# Discovering Hidden Themes with Topic Modelling
The objective of this notebook is to investigate topic modelling, which is how we automatically discover the main themes in a collection of documents. Thie notebook will introduce two crucial concepts: __vectorisation__ (turning text into numbers) and __Latent Diraichlelt Allocation__ (LDA), a popular topic modelling algorithm.
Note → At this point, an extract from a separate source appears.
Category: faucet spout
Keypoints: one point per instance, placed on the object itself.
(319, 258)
## Setup and Data Cleaning
As before, we start by settling up our environment and running our cleaning pipeline on the BBC dataset. Topic models work best with clean lemmatised text.

In [None]:
import pandas as pd
import nltk
import re
from nltk.corpus import stopwords
from nltk.stem import WordNetLemmatizer

# --- Setup all the cleaning tools ---
nltk.download('stopwords')
nltk.download('wordnet')
stop_words = set(stopwords.words('english'))
lemmatizer = WordNetLemmatizer()

def clean_text(raw_text):
    text = raw_text.lower()
    text = re.sub(r'[^\w\s]', '', text)
    tokens = text.split()
    tokens = [word for word in tokens if word not in stop_words]
    tokens = [lemmatizer.lemmatize(word) for word in tokens]
    return tokens

# --- Load and Clean the Data ---
url = 'https://storage.googleapis.com/dataset-uploader/bbc/bbc-text.csv'
bbc_df = pd.read_csv(url)
bbc_df['final_tokens'] = bbc_df['text'].apply(clean_text)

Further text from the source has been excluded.